A big buck can be dropped any time hunters are in the woods. Sometimes it’s a matter of finding them. Other times, it’s just a matter of being in the right place at the right time.
Biologists say the two most important factors in the development of big deer and big antlers are nutrition and age. One reason Florida doesn’t produce many really big deer is poor nutrition. Statewide, Florida’s relatively infertile soils produce small deer with small antlers because the vegetation the animals feed on is low in minerals. But there are small areas with good soils and good deer numbers, with the potential to produce a trophy buck or two.
The changes that the Fish and Wildlife Conservation Commission made in the antler rule a couple of years ago may also help provide more opportunities for hunters to see big bucks. By giving deer another year or two to gain antler size, the number of big bucks in the state may have an uptick in the next few years.
Ernie Thompson holds the record for the biggest buck killed with a muzzleloader during the 2016-2017 season.

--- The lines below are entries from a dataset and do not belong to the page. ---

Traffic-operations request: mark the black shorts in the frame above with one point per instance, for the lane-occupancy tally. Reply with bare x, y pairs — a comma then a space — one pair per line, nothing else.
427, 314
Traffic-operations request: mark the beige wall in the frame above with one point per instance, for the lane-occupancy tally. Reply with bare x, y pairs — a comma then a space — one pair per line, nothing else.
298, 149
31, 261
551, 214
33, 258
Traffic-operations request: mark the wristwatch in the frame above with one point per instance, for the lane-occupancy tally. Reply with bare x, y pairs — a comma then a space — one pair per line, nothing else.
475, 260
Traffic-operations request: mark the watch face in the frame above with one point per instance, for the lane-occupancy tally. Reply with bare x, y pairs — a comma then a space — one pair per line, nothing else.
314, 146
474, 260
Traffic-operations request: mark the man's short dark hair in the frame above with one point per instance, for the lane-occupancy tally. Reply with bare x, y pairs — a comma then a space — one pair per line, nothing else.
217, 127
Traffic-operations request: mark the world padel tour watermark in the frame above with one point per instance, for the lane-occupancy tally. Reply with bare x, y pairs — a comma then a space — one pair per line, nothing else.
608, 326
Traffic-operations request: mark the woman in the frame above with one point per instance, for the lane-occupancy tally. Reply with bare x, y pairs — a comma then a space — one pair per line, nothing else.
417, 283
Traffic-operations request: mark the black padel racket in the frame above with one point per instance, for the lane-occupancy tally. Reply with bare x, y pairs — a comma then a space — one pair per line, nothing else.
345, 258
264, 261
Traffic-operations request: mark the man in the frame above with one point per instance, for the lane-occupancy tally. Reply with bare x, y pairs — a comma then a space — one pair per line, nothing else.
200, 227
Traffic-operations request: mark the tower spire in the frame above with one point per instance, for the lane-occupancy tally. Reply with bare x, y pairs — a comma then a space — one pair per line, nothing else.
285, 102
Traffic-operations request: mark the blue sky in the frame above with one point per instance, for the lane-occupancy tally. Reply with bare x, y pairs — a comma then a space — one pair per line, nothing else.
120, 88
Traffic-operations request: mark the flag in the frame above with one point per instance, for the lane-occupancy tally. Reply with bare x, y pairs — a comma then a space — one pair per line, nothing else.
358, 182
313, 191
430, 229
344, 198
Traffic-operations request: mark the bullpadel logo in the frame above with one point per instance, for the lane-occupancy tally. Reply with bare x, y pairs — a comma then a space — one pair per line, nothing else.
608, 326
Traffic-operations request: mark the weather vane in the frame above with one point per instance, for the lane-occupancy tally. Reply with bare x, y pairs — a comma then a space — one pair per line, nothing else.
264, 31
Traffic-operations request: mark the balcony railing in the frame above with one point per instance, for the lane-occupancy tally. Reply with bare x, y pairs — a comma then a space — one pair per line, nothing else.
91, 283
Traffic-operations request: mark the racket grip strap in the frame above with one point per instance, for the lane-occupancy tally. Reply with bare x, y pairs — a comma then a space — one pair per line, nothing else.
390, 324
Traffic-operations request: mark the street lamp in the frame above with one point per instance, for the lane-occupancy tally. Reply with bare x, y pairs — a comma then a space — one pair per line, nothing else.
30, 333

The typical buck scored 137 5/8, making it the 6th biggest buck placed on the Florida Buck Registry for the season, as of the middle of June. Thompson, originally from West Virginia, retired from the Marion County School System, where he worked as a carpenter.
“I’ve been down here 37 or 38 years, so I feel like a native,” Thompson said. “I’ve been hunting since I came down here, and I love it, but I love fishing, too.”
The property Thompson hunts on in Alachua County, which belongs to his wife and her family, is only 12 acres in size. However, it backs up to 80 of state property that doesn’t allow hunting.
“We’ve been hunting on our property about 15 years,” Thompson said. “We plant food plots, because that’s the only way we can bring deer over onto this 12 acres of property. We plant peas before archery season, and a little bit of rye and oats. We also plant clover and a mix of several different seeds. That keeps the food plots going year ‘round.”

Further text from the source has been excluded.